David Rakoff’s book of essays Half Empty skewers optimism, utopian thinking, and positive psychology. It champions the less popular emotions, like anxiety and grief. Whoever wrote the back cover promises “his sharp observations and humourist’s flair for the absurd will have you positively revelling in the power of negativity. On the cover there’s a starburst sticker that reads: WARNING!!! No Inspirational Life Lessons will Be Found in These Pages.

But right now, eating brunch with Rakoff at Beauty’s, it seems like a bit of false advertising. Rakoff is hilarious as ever in Half Empty. He reminisces about group think at the turn of the millennia, his brief and ill-fated acting career, and serves as an acidic tour guide through Disneyland. Midway through writing this book, however, Rakoff discovered he had a malignant tumour in his shoulder. He’s currently undergoing chemotherapy, and there’s a possibility he’ll lose his left arm.

Considering this, he’s surprisingly upbeat as he wolfs down a normal sized plate of eggs. “My left arm is not the world’s best left arm right now, but it’s still attached. So that’s good.” I ask him for the prognosis. “I don’t know. I’m in this chemo right now that does seem to be working, or by my estimate seems to be working. But there are things where I’m as good a judge as anybody. Like, I can now sleep on my side, which I couldn’t do for a year and a half. At the top of my breath, in the left lung, there’s less pressure. So that would suggest it’s getting smaller. But is it getting smaller in the way my surgeon needs it to get smaller? I’m not a surgeon or an MRI machine, so I don’t know. I hope. I’d love to keep it. It’s a roller coaster I have to say. But it’s okay. It’s better than it’s been.”

When I point out that his relaxed attitude seems, frankly, a little inspiring, Rakoff explains that the starburst warning on the cover was mostly just a compromise with his publisher. It got him off the hook for the standard trite non-fiction subtitle. “It’s always a true story of three nouns. Money, madness, or murder. Or how the blank is blanking the blank. How the socialists are ruining America, or how the right wing is fucking you up the ass while you sleep.”

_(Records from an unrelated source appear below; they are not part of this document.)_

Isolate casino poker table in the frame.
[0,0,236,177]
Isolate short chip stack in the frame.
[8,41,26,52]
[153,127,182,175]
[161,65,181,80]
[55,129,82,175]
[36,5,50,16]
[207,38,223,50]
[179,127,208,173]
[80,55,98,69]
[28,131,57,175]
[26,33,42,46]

In fact, his book is not meant to advocate negative thinking as a way of life for everyone. “One size doesn’t fit all,” he says, happy to take the middle road here. “Some people are just going to be that way. Some people aren’t. It’s like having brown eyes. But I would advocate for a more realist thinking and more detail oriented thinking. It’s very nice to think in those sunny broad strokes. But eventually you do have to have detailed thinking. And optimism doesn’t really make room for that. Not on any level and not cognitively. That’s not a value judgment. That’s literally the way the brain works in an optimistic mode. It opens up, it widens, and it dilates. Which is great, but you’ll be fucked if you’re only on dilated mode.”

And being anxious, Rakoff insists, doesn’t necessarily mean being unhappy.

“I couldn’t tease apart those threads in the first chapter, about how one could be happy and anxious. And then by the end of the book I understood. When they test for sadness, anxiety may be something that they’re testing for, but it’s not the same thing. Anxiety is a sensitization to the world at large, but it’s not the same thing as fear. True fear is completely unproductive in that it leads you nowhere. At best it can evoke a kind of evolutionary flight response. So you don’t end up as somebody’s dinner. But if you’re actually not in the jungle, and you can’t fly—if the predator is in your own body, it’s useless.”

Maybe not the most feel good life lesson, but a valuable one, whatever the cover says.